閘門底部的液壓杆已經卡死,留下一道不足半米的縫隙。
肖幕沒有減速。
他收攏雙臂,護住頭部,直接用長滿角質層的右肩撞向金屬門板。
烏鋼門板被撞得凹陷變形。
卡死的液壓杆徹底崩斷,火花四濺。
肖幕的肩胛骨咔咔作響。
他硬生生將那道閘門撞開一個缺口。
他衝過缺口,迎面撞上第二道閘門。
這道閘門扭曲變形,幾根黃銅蒸汽管線橫亘在縫隙中間。
高壓蒸汽從管線破損處噴射而出,形成一道高溫屏障。
肖幕揮動左手的骨刀,獸骨刀刃劈砍在黃銅管線的節點上。
金屬斷裂,管線斷成兩截。
高壓蒸汽失去方向,胡亂噴涌,燙熟了他左臉的皮膚。
肖幕頂著蒸汽流,靴子在牆壁上借力一蹬,整個人從縫隙中穿了過去。
落地時,他在滿是碎玻璃的地磚上翻滾卸力,靴子在地面上劃出兩道白痕。
C-09節點的金屬格柵出現在視線盡頭。
肖幕停下腳步,胸膛劇烈起伏。
他大步衝上前,五指扣住格柵邊緣。
右臂肌肉發力,固定格柵的鉚釘被拔出。
整塊金屬板被他甩在地磚上,砸出巨響。
他探頭看向通風管道內部。
裡面沒人。
黑暗的管道深處只有冷風吹過,帶來生鏽金屬的腥氣。
原本應該藏在裡面的季晚不在。
地上散落著幾根被拆解的金屬管線,切口處還滴落著黃綠色液體。
肖幕握緊骨刀。
刀柄上的獸骨紋路嵌進他裂開的虎口,鮮血順著刀尖滴落在管道的鐵皮上。
他眼底布滿紅血絲,咽了口唾沫。
鼻腔里滿是海水的咸腥味。
他彎下腰,用沾滿鮮血的手指抹過地上那根金屬管線的切口。
切口邊緣粗糙,布滿了不規則的鋸齒痕跡,沒有利器切割的平滑,是被砸斷的。
管線內部還殘留著餘溫,說明拆解發生的時間不超過五分鐘。
白醫的倒計時在肖幕腦海中迴蕩,黑暗中隨時會傳來生化獵犬的電鋸聲。
「找什麼呢?」
一個壓低的聲音從頭頂的陰影中傳來。
伴隨機油味,一個沾滿黑色油污的腦袋從上方交叉的通風管網裡探了出來。
季晚雙腿勾住一根承重鋼管,整個人倒掛在半空中。
她手裡握著扳手,手柄上纏滿了用來防滑的破布條,布條上浸透了體液。
肖幕抬起頭。
季晚用沾滿機油的手背抹了一把臉,臉頰更加斑駁。
她挑眉,目光落在肖幕那條血肉模糊的右臂上,下頜肌肉繃緊。
她的視線在肖幕被燙出燎泡的臉頰和裂開的虎口上掃過,握緊了扳手。
季晚沒有廢話,她用扳手敲了敲身後的管壁,指著管道深處。
「那個穿白大褂的瘋子確實派了三隻長著電鋸的鐵疙瘩過來。」
季晚的聲音在金屬管道里產生回音,「它們切開外面的格柵用了三秒,不過,它們沒腦子。」
肖幕順著季晚指的方向看去。
遺蹟側寫的灰白線條在黑暗中勾勒出一個粗糙的爆炸裝置。
季晚用扳手拆除管道內壁的毒氣機關,將裝滿黃綠色毒氣的玻璃罐與廢棄的蒸汽壓力閥連線在一起。
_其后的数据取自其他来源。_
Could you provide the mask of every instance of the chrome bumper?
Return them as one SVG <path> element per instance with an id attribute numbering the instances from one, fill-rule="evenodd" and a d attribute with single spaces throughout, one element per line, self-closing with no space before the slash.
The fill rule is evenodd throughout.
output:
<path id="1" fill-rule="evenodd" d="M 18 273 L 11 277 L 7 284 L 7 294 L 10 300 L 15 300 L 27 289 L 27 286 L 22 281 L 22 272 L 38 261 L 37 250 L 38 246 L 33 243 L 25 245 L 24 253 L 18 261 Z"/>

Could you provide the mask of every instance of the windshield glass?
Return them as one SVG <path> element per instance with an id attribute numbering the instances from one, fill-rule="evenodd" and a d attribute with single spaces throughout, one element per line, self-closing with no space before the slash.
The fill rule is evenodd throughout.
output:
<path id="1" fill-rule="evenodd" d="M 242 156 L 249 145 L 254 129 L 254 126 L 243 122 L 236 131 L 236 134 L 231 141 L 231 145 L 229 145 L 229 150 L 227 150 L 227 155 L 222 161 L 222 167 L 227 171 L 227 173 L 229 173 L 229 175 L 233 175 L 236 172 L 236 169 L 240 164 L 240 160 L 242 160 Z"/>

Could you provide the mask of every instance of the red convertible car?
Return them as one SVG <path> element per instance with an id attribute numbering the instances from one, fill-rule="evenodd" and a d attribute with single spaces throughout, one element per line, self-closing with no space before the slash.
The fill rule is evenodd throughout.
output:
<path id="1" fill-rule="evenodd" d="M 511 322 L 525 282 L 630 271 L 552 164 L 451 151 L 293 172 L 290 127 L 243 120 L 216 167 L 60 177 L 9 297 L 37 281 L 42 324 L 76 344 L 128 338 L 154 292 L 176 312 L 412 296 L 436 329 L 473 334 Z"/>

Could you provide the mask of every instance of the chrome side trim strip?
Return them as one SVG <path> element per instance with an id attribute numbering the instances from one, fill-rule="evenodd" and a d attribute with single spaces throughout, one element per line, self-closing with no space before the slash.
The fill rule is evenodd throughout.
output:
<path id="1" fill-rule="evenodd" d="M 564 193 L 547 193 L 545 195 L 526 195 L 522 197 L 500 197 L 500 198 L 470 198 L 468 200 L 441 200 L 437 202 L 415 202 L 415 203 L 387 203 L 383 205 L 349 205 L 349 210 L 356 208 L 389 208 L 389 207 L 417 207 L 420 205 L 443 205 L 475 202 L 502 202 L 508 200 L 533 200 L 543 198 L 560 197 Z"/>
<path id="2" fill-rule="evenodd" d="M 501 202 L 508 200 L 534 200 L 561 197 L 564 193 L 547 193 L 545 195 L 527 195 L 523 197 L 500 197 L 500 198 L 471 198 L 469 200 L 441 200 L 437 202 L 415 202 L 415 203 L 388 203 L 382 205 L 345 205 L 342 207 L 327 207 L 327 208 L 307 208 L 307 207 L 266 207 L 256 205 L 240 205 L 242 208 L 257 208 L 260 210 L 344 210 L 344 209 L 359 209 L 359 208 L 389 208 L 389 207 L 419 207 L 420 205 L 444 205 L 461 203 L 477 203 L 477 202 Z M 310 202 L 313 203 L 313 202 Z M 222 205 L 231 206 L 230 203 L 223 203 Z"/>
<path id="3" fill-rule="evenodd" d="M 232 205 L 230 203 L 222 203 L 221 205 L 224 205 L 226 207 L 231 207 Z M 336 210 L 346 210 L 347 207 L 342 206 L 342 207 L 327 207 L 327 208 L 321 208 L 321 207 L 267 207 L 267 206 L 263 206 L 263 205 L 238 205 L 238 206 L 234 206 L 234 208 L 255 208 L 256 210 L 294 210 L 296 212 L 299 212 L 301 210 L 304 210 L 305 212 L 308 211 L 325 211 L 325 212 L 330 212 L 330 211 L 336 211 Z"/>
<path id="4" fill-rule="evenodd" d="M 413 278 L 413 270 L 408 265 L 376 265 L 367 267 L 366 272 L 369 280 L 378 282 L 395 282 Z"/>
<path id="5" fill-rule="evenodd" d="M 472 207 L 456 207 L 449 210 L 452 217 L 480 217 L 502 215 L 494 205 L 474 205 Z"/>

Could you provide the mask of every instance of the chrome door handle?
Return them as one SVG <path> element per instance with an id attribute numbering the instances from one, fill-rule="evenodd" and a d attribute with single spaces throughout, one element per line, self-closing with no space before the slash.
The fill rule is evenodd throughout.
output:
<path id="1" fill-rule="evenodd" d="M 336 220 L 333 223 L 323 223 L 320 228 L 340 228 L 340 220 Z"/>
幾根被剝去絕緣皮的銅線纏繞在齒輪組上,構成了一個反向觸發的簡易蒸汽地雷。
地雷的觸發裝置是一塊懸空的金屬網格,網格下方墊著兩根生鏽的彈簧。
「我把毒氣管線的壓力閥門接到了地板的承重網格上。」
季晚晃了晃手裡的扳手,金屬工具在黑暗中折射出冷光,「只要那三隻鐵疙瘩踩上去,超過三百公斤的重量就會壓斷銅線,釋放彈簧,高壓蒸汽會引爆毒氣罐。它們現在連渣都不剩了,全流進下水道里了。」
管道里飄散著化學腐蝕物和肉體溶解的惡臭。
肖幕盯著那個還在往外滲著毒氣的簡易地雷,愣了半秒。
他吐出肺部憋著的那口濁氣。
緊繃的脊背肌肉放鬆,覆蓋在右臂上的暗紅色角質層停止蔓延,開始退化成正常的皮膚紋理。
「你之前說,帶上我只會拖慢你逃跑的速度。」
季晚腰部發力,鬆開勾住鋼管的雙腿,穩穩地落在管道的鐵皮地板上。
靴子踩在鐵皮上發出一聲悶響。
她把扳手扛在肩上,直視著肖幕的眼睛,「現在看來,沒有我,你連這根管子都爬不過去。」
肖幕垂下視線,看著季晚被金屬管線劃破的褲腿,還有她手腕上勒出的紅痕。
「那些破銅爛鐵確實很吵。」
肖幕將左手的骨刀插回腰間的皮套里,抬起滿是燙傷燎泡的右手,從風衣口袋裡摸出一卷沾著血跡的醫用繃帶,「你的地雷接線方式完全違背了基礎物理學原理,齒輪組的咬合公差超過了兩毫米,隨時會提前引爆。」
「管用就行。」
季晚笑了笑,露出一口白牙。
兩人對視一眼。
肖幕將那捲繃帶扔給季晚。
季晚單手接住繃帶,用牙齒咬住一端,熟練地將自己流血的手腕纏緊。
她把最後一點布條塞進縫隙里打了個死結,然後彎腰撿起地上散落的兩根金屬管線,插進後腰的皮帶里。
肖幕轉過身,背對著季晚。
他從地上抓起一把冷凝水結成的冰霜,直接按在自己右臂滲血的肌肉上。
低溫刺激讓他的肌肉抽搐。他面無表情。
「白醫的監控網路已經被我物理切斷了。」
肖幕壓低聲音,視線投向管道更深處那片黑暗,「底層能源池的通風口在下面,你弟弟留下的暗號指向那裡。」
季晚走到肖幕身側,握緊了手裡的扳手,指腹在粗糙的防滑布條上摩擦。
「走。」
肖幕邁開長腿,靴子踩在管道的金屬鐵皮上,跨過了那灘散發著惡臭的黃綠色毒氣殘留物。
季晚緊跟在他的側後方,靴子踩在鐵皮上發出沉悶的敲擊聲,兩人一前一後,向實驗室深處走去。